I’m sitting in a six inch pool of water…
…lying in a metal framed cot…
…beneath a fragile – and live – electrical outlet…
…in the middle of a very gusty thunderstorm.
Double – no, triple – no, quadruple – ouch!
After the doctor forgets I’m there, they release me and I head back to camp, which sustained the storm remarkably well. Kudos to our preparations at the Shake-Down and the fact our Scoutmaster remained in camp. After my brief and somewhat embarrassing stay in the medical tent, I relieve our Scoutmaster. He stealthily disappears in search of any available 314 and 315 patches in order to construct yet more sets to meet the unexpected demand for the Interlocking Turtle.

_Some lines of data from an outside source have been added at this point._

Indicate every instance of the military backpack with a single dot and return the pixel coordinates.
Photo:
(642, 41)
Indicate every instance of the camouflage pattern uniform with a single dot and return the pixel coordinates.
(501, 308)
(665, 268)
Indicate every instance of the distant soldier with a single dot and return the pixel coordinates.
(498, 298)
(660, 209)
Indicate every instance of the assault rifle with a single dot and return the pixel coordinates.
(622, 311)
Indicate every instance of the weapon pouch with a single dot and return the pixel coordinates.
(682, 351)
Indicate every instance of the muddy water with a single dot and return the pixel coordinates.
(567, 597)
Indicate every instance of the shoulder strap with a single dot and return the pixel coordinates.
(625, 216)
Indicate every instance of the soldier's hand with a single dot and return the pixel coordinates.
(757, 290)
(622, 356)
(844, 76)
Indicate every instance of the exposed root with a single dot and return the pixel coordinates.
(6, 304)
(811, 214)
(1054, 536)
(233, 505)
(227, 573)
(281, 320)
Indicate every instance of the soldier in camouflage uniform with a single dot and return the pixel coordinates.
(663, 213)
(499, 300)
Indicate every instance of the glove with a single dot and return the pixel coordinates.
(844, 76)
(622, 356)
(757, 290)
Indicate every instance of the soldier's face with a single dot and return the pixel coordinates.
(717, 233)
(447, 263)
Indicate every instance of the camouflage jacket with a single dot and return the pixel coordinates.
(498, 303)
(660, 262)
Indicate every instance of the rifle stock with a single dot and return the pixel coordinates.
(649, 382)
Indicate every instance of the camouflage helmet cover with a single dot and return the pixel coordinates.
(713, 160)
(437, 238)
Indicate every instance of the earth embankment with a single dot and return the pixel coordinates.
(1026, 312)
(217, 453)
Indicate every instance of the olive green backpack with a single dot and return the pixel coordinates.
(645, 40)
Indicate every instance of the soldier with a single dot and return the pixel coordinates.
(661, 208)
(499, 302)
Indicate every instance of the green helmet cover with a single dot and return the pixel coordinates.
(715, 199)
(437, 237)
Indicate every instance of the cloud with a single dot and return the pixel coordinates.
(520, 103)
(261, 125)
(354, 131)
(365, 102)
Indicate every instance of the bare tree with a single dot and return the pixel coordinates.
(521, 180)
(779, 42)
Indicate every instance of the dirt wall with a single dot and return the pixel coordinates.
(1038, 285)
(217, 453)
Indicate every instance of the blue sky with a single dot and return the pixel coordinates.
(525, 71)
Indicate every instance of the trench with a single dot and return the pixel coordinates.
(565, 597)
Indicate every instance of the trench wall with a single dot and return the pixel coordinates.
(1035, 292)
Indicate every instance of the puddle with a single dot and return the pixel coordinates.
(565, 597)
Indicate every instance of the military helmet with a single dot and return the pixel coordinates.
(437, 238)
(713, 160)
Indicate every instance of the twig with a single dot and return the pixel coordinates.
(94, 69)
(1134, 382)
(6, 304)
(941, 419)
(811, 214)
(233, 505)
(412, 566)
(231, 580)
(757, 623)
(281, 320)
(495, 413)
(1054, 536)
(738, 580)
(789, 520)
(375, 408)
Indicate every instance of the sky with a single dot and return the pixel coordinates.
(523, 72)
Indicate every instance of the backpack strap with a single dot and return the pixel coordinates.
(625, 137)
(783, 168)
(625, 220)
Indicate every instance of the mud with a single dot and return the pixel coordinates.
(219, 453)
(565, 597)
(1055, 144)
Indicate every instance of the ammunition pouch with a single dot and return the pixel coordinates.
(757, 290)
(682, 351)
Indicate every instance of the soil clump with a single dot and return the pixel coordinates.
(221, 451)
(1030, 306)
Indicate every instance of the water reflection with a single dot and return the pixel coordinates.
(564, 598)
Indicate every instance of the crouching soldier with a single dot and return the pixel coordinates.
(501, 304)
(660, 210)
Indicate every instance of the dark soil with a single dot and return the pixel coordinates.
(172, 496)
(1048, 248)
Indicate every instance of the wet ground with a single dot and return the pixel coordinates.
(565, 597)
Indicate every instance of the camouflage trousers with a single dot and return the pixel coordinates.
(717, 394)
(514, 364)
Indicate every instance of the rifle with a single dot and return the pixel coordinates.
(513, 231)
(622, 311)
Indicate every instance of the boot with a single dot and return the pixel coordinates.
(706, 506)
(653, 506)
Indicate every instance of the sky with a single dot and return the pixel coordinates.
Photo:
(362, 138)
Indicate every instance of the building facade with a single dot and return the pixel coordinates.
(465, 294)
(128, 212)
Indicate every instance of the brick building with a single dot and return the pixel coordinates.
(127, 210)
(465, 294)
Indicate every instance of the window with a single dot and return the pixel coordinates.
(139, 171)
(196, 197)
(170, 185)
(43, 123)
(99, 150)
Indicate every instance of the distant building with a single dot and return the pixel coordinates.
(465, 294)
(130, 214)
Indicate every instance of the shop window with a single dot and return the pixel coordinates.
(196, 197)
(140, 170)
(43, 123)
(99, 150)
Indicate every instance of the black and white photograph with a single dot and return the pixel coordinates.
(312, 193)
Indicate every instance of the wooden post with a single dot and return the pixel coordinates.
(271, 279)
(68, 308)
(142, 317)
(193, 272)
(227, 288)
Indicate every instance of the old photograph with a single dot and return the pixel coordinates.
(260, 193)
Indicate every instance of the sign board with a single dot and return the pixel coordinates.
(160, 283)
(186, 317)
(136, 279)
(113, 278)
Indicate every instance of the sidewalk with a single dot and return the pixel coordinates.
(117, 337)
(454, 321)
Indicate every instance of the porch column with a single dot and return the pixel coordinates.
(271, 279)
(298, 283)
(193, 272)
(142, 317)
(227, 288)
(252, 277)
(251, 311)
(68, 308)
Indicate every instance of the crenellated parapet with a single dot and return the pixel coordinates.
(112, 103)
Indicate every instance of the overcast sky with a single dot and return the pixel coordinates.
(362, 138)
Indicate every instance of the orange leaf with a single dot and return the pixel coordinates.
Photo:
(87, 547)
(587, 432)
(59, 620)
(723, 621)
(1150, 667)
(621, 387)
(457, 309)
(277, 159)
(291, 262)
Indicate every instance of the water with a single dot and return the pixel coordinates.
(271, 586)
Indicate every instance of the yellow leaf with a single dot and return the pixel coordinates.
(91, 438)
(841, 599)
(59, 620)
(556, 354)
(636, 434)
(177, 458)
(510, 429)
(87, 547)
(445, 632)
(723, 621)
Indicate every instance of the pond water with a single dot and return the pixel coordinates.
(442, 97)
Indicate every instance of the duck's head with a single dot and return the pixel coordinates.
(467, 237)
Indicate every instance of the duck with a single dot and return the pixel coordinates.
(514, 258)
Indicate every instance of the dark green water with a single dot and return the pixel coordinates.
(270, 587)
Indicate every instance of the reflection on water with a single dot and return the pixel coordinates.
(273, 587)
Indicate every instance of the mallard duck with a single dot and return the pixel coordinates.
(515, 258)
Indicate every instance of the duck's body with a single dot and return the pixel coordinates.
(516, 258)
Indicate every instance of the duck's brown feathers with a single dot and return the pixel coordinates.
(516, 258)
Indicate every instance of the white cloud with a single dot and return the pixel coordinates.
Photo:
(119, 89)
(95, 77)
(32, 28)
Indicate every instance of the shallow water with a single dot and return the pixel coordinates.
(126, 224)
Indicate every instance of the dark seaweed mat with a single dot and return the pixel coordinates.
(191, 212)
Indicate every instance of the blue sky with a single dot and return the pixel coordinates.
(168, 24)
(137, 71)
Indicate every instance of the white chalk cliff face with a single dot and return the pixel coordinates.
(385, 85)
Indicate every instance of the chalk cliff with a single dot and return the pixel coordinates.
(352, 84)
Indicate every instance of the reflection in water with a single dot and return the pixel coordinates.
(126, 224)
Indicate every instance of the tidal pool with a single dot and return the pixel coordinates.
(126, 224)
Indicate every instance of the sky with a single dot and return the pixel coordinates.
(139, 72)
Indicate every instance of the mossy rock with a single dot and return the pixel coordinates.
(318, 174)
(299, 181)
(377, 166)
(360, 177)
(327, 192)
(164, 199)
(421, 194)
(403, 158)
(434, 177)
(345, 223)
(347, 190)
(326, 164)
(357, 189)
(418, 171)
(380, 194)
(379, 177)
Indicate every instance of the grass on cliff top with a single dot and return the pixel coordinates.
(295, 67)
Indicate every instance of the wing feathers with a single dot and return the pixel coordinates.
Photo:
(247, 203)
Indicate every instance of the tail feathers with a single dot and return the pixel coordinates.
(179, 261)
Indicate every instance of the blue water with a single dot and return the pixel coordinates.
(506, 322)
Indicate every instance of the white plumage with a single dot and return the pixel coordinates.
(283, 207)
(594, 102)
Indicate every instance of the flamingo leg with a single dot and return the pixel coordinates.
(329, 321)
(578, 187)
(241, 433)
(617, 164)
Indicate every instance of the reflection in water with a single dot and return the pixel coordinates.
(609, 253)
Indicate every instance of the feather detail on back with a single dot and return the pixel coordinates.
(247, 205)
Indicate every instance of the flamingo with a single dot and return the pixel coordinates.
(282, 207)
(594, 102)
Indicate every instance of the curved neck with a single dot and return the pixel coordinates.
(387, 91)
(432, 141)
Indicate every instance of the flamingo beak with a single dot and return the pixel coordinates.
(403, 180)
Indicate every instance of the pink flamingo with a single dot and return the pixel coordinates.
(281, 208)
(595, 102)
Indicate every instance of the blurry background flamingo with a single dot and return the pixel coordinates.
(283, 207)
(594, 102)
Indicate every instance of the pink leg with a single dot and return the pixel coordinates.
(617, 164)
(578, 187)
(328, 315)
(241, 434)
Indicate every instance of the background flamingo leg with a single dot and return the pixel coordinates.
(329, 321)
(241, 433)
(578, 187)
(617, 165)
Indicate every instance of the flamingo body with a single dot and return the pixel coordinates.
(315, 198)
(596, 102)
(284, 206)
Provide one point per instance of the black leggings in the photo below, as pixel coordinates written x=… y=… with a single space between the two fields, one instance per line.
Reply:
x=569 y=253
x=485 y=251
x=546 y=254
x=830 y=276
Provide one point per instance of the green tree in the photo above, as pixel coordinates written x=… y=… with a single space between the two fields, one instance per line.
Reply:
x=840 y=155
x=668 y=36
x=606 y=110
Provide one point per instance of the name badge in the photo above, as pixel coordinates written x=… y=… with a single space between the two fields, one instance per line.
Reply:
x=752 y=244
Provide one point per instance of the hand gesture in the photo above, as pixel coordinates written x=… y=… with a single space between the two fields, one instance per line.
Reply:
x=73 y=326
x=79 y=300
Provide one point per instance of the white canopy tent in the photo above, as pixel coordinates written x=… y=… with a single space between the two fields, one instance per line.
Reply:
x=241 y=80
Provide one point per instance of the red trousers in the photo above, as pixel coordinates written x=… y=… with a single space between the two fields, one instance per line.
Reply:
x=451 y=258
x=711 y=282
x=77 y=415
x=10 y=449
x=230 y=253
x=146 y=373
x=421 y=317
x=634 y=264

He returns just before dinner with a victorious grin and, later that evening, disperses the sets to some of the anxious boys who had requested them.
Later that night I have shower duty. At camp, scoutmasters and Scouts must share shower duty. Basically, we have to manage how many people enter the showers so they don’t get crowded. As I come to replace the scoutmaster in the shift before me, we both see lightning in the distance. We must shut down the showers amidst the complaints of unshowered men and boys. The “we are just following orders” routine seems to work well. The rain comes with event.
They say the only thing rain brings down south is more humidity. I’d say “they” are right. As I go to bed, I can’t help but think Swedes must love this sauna-like weather.